After a major event, like a transition to partial or full employee ownership, companies often find themselves in the honeymoon stage. During it, most people are optimistic about employee ownership’s potential while some take a “let’s wait and see” attitude. But, as we all know, the honeymoon — alas — doesn’t last forever. One day, we – literally and figuratively – roll over and realize just what we’ve gotten ourselves into: that’s when unmet ownership expectations can rear their ugly heads.
How can you tell if your firm has moved beyond the honeymoon and into unmet expectations? Here’s a few things we’ve heard over the last twenty-five years working with ESOP firms that indicate your ESOP has generated some unmet expectations.
- See, I told you this ESOP thing isn’t what it’s cracked up to be
- Nothing has changed around here, except they put employee ownership on the sign/business cards
- I thought being an owner meant I’d
– Be more involved in decision making
– Have input on the company’s direction
– Receive financial information about how we’re doing
– Get to vote on ____ (insert employees’ favorite gripe here)
- ESOP shmee-sop (or some variation on that theme)
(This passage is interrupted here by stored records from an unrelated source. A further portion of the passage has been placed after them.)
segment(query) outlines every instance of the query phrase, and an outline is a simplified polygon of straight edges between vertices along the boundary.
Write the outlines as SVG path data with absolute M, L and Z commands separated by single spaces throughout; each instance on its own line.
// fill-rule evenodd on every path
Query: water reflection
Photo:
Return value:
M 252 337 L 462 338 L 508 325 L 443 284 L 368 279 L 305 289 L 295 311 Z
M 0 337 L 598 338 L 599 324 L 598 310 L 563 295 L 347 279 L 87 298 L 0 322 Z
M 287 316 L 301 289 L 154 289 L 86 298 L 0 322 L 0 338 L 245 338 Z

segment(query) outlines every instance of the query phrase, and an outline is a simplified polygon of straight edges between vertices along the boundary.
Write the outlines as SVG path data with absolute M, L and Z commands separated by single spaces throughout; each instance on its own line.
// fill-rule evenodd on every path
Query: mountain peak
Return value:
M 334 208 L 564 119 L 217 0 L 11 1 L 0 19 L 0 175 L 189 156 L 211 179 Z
Unmet expectations arise about the roles, rights and responsibilities of employee owners. Just what does it mean to be an employee owner? How does that translate into your organization’s culture? What is your firm attempting to accomplish with employee ownership? Is the ESOP a business transition strategy or a cultural tool for helping employees to think and act like business people?
Firms that fail to provide answers about what ESOP ownership means allow employees to reach their own conclusions. Some conclusions will be an alignment with management’s ideas, but many others will not (like ownership gives me the power to fire that SOB I’ve always wanted to can). In other words, not communicating what ownership means creates a ripe breeding ground for the growth of unmet ownership expectations.
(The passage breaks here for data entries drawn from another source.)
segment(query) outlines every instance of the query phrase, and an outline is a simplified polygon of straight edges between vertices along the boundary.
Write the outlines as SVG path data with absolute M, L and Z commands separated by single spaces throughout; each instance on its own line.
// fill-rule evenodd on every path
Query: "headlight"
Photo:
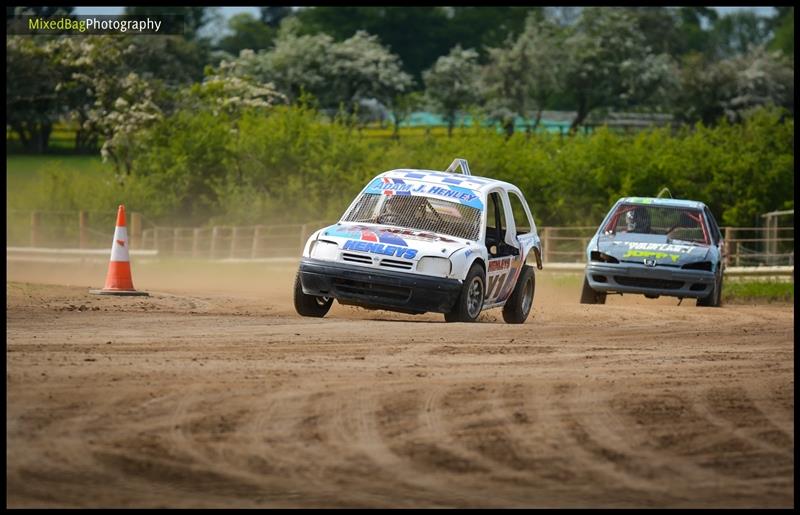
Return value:
M 331 241 L 317 240 L 311 244 L 311 257 L 335 261 L 339 253 L 339 246 Z
M 598 252 L 593 250 L 589 254 L 589 259 L 591 261 L 600 261 L 601 263 L 619 263 L 619 259 L 615 258 L 614 256 L 609 256 L 608 254 L 604 254 L 603 252 Z
M 710 272 L 712 268 L 711 261 L 699 261 L 697 263 L 689 263 L 688 265 L 683 265 L 681 268 L 684 270 L 705 270 L 706 272 Z
M 424 257 L 417 263 L 417 272 L 426 275 L 449 275 L 450 260 L 440 257 Z

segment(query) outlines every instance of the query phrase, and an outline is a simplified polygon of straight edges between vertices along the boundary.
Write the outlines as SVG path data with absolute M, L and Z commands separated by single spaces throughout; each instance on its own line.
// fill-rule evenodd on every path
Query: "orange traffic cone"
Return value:
M 149 295 L 136 291 L 131 277 L 131 260 L 128 255 L 128 230 L 125 228 L 125 206 L 117 210 L 117 228 L 111 242 L 111 261 L 108 263 L 106 285 L 102 290 L 89 290 L 97 295 Z

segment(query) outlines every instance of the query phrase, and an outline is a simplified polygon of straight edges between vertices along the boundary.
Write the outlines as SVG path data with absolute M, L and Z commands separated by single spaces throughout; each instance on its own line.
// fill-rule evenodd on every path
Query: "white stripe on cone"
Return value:
M 120 243 L 121 242 L 121 243 Z M 111 244 L 111 261 L 130 261 L 128 254 L 128 230 L 125 227 L 114 229 L 114 241 Z

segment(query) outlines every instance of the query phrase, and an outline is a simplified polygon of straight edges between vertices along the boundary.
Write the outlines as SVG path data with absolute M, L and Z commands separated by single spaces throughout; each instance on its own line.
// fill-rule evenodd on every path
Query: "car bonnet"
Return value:
M 686 244 L 669 240 L 664 235 L 617 233 L 600 234 L 597 250 L 620 262 L 643 263 L 655 260 L 658 265 L 683 266 L 703 261 L 709 254 L 708 245 Z

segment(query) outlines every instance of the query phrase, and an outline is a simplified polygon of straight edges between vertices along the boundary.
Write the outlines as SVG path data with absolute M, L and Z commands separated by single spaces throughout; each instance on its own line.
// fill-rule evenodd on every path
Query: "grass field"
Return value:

To address those issues, the session’s hands-on activities focused leaders on defining what ownership meant and aligning ownership with the firm’s culture. With a common understanding of employee ownership, leaders communicate a consistent ESOP message. If your leadership team lacks a common understanding of what employee ownership means at your company, you ought to invest some energy building it and consistently communicating that message to employees. After all, how can you expect employees to buy into something that leaders don’t have agreement about?